Sonntag

Der Sonntagvormittag dümpelte mit Routinearbeiten vor sich hin, die zwar die Mitarbeiter des Kommissariats beschäftigten, jedoch keine unmittelbaren Erfolge hervorbrachten. Erst am Nachmittag kam völlig unvermittelt wieder Schwung in die Ermittlungen. Hackenholt und Stellfeldt waren gerade dabei, die aus der Bevölkerung eingegangenen Hinweise auszuwerten, als Hackenholts Mobiltelefon klingelte. Es war Sara. Sie brüllte gegen den Lärm an, der um sie herum herrschte, und trotzdem musste sie jeden Satz zweimal wiederholen, damit Hackenholt sie auch nur halbwegs verstand.
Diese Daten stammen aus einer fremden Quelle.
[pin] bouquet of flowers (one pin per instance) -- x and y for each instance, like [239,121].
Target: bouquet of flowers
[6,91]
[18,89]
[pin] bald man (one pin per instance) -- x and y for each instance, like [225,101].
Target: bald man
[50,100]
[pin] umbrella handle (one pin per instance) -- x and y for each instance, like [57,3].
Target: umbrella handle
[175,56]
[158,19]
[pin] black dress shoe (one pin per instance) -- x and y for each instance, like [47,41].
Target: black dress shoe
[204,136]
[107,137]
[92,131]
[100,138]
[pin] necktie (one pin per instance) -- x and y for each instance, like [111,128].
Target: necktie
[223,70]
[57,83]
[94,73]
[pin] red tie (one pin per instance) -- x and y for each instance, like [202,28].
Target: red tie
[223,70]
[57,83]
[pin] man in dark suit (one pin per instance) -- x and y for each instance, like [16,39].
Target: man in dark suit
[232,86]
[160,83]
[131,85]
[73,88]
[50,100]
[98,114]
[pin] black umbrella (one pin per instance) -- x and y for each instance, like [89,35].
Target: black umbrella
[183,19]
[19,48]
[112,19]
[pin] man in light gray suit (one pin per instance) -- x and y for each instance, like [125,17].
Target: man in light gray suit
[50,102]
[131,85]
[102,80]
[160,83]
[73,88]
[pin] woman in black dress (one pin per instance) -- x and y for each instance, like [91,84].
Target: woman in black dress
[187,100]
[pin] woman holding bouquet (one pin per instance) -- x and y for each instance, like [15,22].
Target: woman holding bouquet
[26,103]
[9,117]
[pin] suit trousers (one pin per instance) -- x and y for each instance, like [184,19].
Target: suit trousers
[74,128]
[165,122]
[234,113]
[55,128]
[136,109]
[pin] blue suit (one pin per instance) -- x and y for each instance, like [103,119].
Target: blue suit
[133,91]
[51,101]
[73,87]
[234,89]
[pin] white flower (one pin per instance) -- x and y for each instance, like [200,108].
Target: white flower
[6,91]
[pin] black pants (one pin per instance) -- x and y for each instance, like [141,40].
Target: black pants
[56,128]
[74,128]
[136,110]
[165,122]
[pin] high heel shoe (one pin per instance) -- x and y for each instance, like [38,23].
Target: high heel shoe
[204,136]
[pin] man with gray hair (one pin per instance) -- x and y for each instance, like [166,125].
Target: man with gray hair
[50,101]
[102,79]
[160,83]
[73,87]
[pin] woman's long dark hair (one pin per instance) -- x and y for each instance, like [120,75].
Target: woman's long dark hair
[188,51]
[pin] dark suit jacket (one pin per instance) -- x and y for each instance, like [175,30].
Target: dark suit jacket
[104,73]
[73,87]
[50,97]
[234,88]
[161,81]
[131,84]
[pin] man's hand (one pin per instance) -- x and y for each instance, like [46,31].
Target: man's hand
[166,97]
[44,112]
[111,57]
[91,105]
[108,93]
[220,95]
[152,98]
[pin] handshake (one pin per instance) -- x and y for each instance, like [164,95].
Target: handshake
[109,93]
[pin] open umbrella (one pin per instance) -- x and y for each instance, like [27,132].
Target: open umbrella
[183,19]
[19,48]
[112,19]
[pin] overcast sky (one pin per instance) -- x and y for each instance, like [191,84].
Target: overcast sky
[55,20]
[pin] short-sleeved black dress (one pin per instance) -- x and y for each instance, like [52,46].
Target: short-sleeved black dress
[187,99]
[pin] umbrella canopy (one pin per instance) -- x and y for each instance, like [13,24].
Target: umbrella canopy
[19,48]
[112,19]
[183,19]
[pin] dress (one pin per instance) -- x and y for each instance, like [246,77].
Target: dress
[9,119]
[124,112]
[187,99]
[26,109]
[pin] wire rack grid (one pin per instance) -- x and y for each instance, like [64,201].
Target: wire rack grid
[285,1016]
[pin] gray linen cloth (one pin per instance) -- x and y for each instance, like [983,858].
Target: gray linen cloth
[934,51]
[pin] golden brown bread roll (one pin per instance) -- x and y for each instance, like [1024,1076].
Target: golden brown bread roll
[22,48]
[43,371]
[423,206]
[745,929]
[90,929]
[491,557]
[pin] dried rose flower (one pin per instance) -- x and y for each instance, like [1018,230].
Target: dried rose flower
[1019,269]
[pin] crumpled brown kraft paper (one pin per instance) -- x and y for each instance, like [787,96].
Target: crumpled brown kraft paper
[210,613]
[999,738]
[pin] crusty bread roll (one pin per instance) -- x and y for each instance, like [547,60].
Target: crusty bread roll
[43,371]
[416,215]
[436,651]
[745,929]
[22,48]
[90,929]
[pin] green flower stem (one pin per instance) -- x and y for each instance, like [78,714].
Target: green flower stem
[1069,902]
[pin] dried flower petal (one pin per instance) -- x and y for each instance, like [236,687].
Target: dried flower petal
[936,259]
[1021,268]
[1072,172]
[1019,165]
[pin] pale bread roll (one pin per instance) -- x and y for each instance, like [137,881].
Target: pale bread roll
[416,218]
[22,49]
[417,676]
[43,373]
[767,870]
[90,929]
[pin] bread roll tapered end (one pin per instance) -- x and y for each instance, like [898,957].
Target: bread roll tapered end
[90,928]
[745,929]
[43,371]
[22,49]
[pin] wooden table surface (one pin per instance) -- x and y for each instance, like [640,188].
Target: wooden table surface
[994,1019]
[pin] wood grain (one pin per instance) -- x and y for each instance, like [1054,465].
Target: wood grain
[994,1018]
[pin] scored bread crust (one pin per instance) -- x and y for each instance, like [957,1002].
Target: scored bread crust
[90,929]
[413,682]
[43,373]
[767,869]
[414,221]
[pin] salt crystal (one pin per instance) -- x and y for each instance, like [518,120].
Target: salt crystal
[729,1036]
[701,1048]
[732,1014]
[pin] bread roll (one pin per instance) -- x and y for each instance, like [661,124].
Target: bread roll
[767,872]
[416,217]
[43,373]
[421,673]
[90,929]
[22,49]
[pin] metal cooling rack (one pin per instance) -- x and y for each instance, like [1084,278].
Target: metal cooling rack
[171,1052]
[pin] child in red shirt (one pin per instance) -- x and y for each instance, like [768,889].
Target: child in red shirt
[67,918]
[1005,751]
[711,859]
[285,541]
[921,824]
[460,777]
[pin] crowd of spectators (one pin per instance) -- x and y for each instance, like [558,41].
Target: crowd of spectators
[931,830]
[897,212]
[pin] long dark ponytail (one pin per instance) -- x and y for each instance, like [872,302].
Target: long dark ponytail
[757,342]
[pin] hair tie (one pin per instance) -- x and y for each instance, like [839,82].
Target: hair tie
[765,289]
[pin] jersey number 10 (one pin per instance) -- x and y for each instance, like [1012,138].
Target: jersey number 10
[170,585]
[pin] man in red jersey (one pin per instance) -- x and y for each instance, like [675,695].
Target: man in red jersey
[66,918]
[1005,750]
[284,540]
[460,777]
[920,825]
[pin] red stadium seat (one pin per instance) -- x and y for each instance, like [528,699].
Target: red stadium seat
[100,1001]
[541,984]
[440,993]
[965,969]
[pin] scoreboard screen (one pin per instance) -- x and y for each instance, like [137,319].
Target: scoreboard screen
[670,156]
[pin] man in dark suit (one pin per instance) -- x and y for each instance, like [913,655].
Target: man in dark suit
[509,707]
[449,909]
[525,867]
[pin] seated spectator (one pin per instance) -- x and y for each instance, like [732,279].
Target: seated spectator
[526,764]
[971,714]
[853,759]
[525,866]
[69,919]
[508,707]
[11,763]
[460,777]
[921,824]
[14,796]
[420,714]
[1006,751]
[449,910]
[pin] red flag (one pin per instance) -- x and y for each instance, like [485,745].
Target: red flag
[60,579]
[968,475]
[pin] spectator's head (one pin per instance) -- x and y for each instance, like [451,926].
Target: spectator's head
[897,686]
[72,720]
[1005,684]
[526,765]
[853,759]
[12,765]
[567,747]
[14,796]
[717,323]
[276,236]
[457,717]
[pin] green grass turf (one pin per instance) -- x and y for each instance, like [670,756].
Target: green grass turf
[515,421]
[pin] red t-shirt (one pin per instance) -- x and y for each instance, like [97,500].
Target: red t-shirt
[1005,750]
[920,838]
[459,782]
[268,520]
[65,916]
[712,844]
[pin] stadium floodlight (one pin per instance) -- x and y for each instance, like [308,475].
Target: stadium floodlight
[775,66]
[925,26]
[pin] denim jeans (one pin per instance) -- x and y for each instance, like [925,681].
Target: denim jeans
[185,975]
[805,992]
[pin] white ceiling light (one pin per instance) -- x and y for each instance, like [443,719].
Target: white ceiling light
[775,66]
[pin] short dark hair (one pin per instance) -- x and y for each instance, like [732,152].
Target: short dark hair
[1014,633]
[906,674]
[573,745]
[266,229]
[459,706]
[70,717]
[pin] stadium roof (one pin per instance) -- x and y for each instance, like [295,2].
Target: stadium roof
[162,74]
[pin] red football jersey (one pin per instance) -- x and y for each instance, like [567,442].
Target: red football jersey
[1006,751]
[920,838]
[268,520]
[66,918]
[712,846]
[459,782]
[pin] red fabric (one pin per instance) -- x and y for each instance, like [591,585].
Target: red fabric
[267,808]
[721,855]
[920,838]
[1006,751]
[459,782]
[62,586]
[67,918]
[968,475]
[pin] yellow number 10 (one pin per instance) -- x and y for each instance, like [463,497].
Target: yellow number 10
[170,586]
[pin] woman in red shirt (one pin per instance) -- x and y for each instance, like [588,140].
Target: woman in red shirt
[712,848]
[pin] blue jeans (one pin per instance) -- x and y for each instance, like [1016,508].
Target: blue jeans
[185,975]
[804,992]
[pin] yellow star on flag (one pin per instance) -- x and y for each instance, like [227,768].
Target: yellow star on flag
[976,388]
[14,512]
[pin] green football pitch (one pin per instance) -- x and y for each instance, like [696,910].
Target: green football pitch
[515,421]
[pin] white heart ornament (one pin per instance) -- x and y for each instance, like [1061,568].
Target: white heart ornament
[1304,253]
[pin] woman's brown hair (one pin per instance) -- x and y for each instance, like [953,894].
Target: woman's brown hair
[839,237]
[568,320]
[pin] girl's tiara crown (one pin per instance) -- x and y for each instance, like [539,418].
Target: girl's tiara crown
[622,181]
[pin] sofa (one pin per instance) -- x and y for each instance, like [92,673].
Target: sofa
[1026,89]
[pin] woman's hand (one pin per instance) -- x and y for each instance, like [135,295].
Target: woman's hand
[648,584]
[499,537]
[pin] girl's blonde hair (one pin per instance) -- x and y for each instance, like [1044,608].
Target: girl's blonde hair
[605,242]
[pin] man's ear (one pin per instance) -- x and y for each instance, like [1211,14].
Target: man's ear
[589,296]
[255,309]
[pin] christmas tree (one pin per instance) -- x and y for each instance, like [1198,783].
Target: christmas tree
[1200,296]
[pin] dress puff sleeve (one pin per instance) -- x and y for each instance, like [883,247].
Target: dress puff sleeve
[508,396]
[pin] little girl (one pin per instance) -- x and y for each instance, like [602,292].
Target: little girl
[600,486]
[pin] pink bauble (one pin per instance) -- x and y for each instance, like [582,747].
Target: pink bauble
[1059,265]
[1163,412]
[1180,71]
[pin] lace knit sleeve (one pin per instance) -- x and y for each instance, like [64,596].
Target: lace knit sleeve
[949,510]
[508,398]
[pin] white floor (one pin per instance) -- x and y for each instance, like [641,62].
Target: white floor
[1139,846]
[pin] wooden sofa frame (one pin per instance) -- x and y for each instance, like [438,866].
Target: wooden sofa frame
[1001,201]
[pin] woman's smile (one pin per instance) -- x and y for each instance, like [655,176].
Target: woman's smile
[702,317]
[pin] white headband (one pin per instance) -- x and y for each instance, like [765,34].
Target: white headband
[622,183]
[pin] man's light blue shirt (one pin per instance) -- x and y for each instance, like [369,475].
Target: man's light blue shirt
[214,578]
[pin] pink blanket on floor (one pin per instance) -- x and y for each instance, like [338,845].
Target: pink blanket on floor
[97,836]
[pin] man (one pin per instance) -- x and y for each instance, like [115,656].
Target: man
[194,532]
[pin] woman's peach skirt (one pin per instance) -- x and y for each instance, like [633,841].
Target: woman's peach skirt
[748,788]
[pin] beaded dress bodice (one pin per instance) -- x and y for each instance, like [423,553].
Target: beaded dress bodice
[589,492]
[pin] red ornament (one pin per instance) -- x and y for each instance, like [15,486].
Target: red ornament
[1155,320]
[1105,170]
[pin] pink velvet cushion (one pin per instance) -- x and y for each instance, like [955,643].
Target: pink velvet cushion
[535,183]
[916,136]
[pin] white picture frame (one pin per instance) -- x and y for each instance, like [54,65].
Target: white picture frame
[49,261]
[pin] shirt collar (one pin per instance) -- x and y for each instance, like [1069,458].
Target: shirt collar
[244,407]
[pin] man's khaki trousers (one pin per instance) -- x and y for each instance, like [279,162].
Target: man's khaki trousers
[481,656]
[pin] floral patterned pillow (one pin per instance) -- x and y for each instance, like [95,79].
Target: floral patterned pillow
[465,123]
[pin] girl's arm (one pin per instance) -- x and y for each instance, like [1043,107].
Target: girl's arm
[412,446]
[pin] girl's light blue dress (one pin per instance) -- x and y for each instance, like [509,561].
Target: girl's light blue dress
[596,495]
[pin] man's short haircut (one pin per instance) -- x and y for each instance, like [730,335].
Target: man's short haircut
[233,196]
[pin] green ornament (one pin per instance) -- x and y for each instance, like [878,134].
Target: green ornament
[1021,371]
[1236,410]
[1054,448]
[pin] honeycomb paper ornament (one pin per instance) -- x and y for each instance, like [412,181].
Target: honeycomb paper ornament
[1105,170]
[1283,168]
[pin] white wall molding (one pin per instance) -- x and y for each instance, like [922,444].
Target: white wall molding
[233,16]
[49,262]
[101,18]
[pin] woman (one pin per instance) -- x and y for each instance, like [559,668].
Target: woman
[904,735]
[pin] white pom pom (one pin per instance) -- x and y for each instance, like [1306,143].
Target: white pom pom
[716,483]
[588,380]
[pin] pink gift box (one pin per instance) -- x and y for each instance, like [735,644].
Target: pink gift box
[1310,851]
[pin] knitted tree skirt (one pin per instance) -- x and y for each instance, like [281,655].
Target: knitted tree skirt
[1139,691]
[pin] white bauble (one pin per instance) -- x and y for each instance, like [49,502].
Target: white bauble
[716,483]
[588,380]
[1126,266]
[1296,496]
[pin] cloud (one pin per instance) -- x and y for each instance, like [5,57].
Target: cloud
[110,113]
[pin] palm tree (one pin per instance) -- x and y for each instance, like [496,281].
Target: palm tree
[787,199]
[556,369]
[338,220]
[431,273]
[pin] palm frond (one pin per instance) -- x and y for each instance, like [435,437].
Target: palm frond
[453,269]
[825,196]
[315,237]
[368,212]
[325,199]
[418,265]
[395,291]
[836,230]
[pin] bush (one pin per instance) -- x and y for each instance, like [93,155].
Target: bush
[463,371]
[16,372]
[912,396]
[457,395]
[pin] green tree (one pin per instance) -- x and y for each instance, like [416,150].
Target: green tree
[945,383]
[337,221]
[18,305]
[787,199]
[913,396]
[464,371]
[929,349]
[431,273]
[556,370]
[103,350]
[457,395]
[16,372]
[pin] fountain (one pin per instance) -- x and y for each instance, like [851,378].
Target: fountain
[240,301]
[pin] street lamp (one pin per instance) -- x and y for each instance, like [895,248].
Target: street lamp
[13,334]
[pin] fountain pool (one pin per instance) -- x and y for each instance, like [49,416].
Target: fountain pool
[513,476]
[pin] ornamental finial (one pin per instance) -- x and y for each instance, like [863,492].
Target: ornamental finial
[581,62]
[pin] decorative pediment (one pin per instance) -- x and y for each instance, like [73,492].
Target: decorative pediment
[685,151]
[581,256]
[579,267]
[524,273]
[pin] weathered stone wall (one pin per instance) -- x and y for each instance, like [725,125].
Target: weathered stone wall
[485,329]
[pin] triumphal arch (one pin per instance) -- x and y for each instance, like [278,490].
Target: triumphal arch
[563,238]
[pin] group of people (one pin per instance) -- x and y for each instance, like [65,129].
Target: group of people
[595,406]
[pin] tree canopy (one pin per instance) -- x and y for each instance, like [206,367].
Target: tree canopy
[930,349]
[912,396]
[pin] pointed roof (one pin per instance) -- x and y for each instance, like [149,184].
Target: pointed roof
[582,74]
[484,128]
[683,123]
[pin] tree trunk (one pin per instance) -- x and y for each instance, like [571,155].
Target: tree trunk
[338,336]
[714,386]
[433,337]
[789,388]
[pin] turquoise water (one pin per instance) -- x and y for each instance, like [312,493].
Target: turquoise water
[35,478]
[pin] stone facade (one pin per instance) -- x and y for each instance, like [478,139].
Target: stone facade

Sie war im Rahmen des Bardentreffens in der Katharinenruine gewesen, um Emily Smith, eine umjubelte Newcomerin der schottischen Folkszene, zu sehen. Nach dem Konzert war sie mit ihrer Freundin zum Lorenzer Platz gebummelt, um zu hören, was dort los war. In der Menge dicht an dicht gedrängt stehender Menschen glaubte sie plötzlich, die beiden Jugendlichen wiedererkannt zu haben, die Jonas in der Gartenlaube bedroht hatten.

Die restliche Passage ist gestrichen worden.